Loading HDF5 data

Loading HDF5 data#

Loading ptychographic X-ray data into PtyPy from an HDF5 file, running a phase retrieval engine and inspecting the output.

PtyPy uses the PtyScan class to interact with experimental data and traditionally it was recommended that users write their own PtyScan subclass for each experiment or beamline, as documented in this tutorial on Data Management. This approach is extremely flexible since it allows users full control on defining how their data should be loaded based on whatever file format their data is stored with, but it requires some programming efforts and can therefore be a barrier for new ptychography users. However, if your exprimental data is stored in an HDF5 file - a file format adopted by most instruments and facilities - it is much simpler to just use the Hdf5Loader PtyScan subclass which already provides a generic interface to load ptychographic data of a single or multiple HDF5 files into Ptypy.

The data#

Data file	Type	Download	Courtesy of	Reference
dls_i08_nanogold_small.h5	Raw	small_data.zip	Majid Kazemian	DOI

In this example, we use an experimental data set collected at the I08-1 instrument at the Diamond Light Source on a test sample (gold nanostructures deposited on a carbon film). A subset of the experimental data including some meta information has been saved in an HDF5 file named “dls_i08_nanogold_small.h5” that was specifically created for the purpose of this tutorial. We can use the following code

import h5py, os
tutorial_data_home = "../../data/"
dataset = "small_data/dls_i08_nanogold_small.h5"
path_to_data = os.path.join(tutorial_data_home, dataset)
with h5py.File(path_to_data) as f:
    print("The file {} has the following entries: \n".format(path_to_data))
    print('\n'.join('\t* {0:<13} \tshape = {1:}'.format(k,f[k].shape) for k in list(f)))

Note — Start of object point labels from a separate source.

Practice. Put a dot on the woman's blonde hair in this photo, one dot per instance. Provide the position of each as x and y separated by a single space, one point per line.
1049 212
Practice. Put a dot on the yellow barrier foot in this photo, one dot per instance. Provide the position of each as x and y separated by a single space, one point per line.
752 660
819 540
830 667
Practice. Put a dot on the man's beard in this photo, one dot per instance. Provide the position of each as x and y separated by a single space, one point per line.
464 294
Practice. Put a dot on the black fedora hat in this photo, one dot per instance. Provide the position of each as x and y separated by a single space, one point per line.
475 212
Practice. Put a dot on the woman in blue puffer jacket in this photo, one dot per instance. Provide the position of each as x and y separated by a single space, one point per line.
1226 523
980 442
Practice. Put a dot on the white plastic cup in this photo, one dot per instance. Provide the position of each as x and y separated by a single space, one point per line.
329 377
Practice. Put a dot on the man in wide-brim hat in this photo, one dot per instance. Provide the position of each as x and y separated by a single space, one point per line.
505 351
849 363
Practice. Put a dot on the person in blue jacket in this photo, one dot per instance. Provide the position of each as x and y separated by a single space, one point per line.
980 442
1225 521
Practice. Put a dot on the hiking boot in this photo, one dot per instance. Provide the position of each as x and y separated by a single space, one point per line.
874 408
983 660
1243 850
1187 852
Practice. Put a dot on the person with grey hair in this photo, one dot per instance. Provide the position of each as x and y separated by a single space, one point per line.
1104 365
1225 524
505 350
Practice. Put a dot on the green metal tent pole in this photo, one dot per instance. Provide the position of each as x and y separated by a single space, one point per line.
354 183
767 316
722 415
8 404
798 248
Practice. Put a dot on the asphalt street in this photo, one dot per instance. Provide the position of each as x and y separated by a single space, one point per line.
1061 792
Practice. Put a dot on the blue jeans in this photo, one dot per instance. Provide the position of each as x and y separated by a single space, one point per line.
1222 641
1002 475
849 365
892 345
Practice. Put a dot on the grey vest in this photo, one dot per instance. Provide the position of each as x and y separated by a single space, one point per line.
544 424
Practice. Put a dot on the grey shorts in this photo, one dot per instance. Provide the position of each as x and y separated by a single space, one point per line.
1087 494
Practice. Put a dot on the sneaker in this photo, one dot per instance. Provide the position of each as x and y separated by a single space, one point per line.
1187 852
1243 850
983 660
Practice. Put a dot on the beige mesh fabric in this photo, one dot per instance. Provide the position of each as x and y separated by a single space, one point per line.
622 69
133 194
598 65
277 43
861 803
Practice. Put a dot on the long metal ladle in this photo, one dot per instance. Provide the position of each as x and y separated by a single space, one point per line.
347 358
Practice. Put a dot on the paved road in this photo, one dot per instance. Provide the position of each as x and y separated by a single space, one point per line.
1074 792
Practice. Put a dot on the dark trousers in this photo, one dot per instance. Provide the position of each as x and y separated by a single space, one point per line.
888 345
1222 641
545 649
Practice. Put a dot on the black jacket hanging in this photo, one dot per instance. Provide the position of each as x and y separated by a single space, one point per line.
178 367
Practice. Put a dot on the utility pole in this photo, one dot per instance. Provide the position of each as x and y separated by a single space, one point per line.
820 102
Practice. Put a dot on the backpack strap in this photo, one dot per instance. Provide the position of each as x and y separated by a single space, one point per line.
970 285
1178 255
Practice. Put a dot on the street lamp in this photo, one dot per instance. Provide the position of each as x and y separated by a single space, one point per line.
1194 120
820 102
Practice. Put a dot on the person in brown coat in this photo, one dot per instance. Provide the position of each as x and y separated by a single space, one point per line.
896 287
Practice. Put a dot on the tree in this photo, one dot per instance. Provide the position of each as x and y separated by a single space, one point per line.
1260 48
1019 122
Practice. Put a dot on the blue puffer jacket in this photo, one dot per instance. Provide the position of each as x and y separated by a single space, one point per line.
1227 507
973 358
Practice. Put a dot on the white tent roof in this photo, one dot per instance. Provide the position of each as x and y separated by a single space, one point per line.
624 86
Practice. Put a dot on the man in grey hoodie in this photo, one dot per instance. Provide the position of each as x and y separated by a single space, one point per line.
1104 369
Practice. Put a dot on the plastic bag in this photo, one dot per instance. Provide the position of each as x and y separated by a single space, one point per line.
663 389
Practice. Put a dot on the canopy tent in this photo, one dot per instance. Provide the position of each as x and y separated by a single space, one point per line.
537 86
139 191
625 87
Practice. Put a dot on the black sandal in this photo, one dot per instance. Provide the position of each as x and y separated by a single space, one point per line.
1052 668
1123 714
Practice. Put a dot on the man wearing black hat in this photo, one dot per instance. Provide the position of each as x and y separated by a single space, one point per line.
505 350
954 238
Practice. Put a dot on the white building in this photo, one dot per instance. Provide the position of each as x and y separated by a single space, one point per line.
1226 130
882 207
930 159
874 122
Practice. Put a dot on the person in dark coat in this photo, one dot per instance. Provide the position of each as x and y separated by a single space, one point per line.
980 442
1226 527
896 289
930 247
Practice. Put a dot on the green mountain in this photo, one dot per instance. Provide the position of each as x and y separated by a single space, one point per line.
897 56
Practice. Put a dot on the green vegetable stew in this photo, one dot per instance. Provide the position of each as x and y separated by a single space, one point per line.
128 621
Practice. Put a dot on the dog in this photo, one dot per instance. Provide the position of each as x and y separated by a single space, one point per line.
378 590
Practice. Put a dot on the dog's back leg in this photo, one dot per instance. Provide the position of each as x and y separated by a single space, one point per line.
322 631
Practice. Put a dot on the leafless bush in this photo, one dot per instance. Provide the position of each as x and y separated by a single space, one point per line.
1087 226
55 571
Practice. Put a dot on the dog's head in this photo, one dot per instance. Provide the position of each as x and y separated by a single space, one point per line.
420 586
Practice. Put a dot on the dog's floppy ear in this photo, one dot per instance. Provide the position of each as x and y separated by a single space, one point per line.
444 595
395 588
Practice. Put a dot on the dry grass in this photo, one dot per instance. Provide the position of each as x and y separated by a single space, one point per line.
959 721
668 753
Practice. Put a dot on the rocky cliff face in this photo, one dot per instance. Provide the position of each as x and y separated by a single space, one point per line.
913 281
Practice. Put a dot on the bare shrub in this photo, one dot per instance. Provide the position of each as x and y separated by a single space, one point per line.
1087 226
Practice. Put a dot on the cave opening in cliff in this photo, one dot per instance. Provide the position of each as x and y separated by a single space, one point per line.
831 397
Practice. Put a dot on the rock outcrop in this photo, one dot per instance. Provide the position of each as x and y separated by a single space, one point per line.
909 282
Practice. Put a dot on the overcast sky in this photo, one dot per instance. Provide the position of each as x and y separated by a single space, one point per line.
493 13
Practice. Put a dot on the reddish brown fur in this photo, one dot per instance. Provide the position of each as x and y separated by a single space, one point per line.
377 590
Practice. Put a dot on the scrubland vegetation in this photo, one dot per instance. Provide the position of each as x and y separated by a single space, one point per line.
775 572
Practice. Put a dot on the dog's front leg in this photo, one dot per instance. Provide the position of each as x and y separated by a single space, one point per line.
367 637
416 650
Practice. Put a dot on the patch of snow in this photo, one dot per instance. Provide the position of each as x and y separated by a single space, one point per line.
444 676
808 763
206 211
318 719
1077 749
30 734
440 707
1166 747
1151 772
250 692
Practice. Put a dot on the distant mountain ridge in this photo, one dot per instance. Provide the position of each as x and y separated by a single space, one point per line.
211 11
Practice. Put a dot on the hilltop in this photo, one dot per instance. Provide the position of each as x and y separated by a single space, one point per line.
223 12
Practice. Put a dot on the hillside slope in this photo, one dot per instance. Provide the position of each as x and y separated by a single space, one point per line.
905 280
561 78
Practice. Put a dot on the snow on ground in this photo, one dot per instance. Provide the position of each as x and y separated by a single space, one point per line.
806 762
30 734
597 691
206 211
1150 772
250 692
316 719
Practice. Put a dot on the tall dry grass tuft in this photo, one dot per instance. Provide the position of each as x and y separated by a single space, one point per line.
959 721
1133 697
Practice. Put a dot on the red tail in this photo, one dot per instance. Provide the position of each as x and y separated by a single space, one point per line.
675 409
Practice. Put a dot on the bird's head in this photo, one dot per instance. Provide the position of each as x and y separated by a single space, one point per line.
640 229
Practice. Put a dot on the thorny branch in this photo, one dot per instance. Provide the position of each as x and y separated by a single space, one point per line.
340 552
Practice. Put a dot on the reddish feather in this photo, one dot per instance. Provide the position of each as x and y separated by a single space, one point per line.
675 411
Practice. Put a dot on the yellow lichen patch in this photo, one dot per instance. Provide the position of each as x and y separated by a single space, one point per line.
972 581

to list all entires/keys saved at the root level

The file /global/homes/b/benedikt/workshop_data/small_data/dls_i08_nanogold_small.h5 has the following entries: 

	|- data          	shape = (707, 128, 128)
	|- det_distance_mm 	shape = ()
	|- det_pixelsize_um 	shape = ()
	|- energy_ev     	shape = ()
	|- posx_mm       	shape = (707,)
	|- posy_mm       	shape = (707,)

import h5py, os
tutorial_data_home = "../../data/"
dataset = "small_data/dls_i08_nanogold_small.h5"
path_to_data = os.path.join(tutorial_data_home, dataset)
with h5py.File(path_to_data) as f:
    print("The file {} has the following entries: \n".format(path_to_data))
    print('\n'.join('\t* {0:<13} \tshape = {1:}'.format(k,f[k].shape) for k in list(f)))

Loading the data#

This example helps us getting started with using the Hdf5Loader, which is going to be used throughout the rest of the tutorials. First, we need to make sure that the hdf5_loader module is loaded

ptypy.load_ptyscan_module("hdf5_loader")

which enables us to use 'Hdf5Loader' as our data loading class

p.scans.scan_00.data = u.Param()
p.scans.scan_00.data.name = 'Hdf5Loader'

Now, the only thing left to do is pointing the different data parameters to the relevant files and keys. For the diffraction intensities, we specify

p.scans.scan_00.data.intensities = u.Param()
p.scans.scan_00.data.intensities.file = path_to_data
p.scans.scan_00.data.intensities.key = "data"

For the scan positions we separately read posy_mm as the slow and posx_mmm as the fast axis, and we also need to provide the correct multiplier that converts to SI units (meters)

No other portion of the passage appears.